I wonder if that dude can build me a Mako.
There's no roof.
What happens if it rains?
Does Robin hold a hair dryer over the seats till they dry out?
They dry out their seats with the burning heat of their smoldering hot buttocks.
Look at the first pic. There should be a rule taht you can only drive it while wearing a superhero suit.
I thought I did until I saw one of the originals at the Petersen Automotive Museum in WLA (Where BIG was killed).
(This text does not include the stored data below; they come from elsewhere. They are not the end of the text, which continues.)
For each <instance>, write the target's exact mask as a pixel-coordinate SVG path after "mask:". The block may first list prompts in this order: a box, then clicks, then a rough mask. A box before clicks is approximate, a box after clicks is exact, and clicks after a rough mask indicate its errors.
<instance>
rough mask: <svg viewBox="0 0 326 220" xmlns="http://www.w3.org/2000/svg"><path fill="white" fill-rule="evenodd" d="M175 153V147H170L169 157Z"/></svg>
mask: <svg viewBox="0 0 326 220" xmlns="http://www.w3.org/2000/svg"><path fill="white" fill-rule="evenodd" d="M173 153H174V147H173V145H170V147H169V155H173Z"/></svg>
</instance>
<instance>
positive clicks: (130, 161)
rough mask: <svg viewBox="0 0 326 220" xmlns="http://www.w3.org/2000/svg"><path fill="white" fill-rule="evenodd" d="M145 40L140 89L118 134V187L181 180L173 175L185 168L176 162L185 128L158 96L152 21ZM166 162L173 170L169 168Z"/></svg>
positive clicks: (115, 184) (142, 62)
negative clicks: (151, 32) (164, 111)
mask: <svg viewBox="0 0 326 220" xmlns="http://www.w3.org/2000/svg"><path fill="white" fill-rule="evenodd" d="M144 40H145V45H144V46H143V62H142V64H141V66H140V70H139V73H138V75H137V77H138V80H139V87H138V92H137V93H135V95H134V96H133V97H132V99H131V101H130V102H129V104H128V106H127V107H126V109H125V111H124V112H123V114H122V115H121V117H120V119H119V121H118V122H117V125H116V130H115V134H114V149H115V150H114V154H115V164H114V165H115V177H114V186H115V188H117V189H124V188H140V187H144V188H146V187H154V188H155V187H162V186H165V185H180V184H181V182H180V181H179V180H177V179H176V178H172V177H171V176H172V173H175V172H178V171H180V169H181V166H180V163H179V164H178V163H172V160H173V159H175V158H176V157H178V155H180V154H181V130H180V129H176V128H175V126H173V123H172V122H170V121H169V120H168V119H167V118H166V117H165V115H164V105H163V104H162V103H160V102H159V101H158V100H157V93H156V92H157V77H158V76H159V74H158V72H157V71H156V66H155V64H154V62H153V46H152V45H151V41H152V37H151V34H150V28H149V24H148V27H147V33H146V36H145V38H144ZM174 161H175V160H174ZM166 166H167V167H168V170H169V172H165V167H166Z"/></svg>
In real life, the originals were shit. All the labels where hand-done with one of those shitty-ass label makers from the 50's, it was in poor shape too. Not as cool at all as it looked on TV. All the extra pieces were riveted on all rough.
These repros are probably nice though. So long as the Oil Slick button actualy works.
http://uk.cars.yahoo.com/29092010/36/buy-batmobile-pound-100-000-0.html
The original Batmobile from the 1960s TV series starring Adam West is still the ultimate screen car for an entire generation of caped crusader fans. Now anybody with a spare $149,999 (£95,000) can buy one.
American company Fiberglass Freaks is producing officially licensed, road-legal 1966 Batmobiles. And yes, the flamethrower works.
Each car takes six months to build and features an array of working gadgets, including a red flashing beacon, a radar screen called 'Detect-a-scope', a retractable, gold-coloured 'Batbeam' and a dashboard DVD player.
The flamethrower in the original Batmobile was the result of the car's turbine engine, but the replica uses a propane tank - mounted in the boot - to create the same effect.
The astonishing car is the brainchild of Fiberglass Freaks founder Mark Racop. He decided he wanted to build a Batmobile at two years old.
"I fell in love the show, fell in love with the action, the color, the music - everything. But the best feature was the Batmobile, speeding out of the Batcave," he said.
The Lincoln Futura on which the Batmobile is based was never actually put into production, but after finding a body shell on eBay in 2004, Racop had the basis of his replica.
The chassis and running gear come from a Lincoln Town Car, onto which a fibreglass body is placed. The licence from D.C. Comics limits the company to making just eight per year, which renders it one of the world's most exclusive production cars.
Racop says that buyers are generally in their forties and fifties and fans of the original show - some drive their cars every day. "Wealth seems to breed that eccentricity. This was their childhood dream car, just as it was for me," he commented.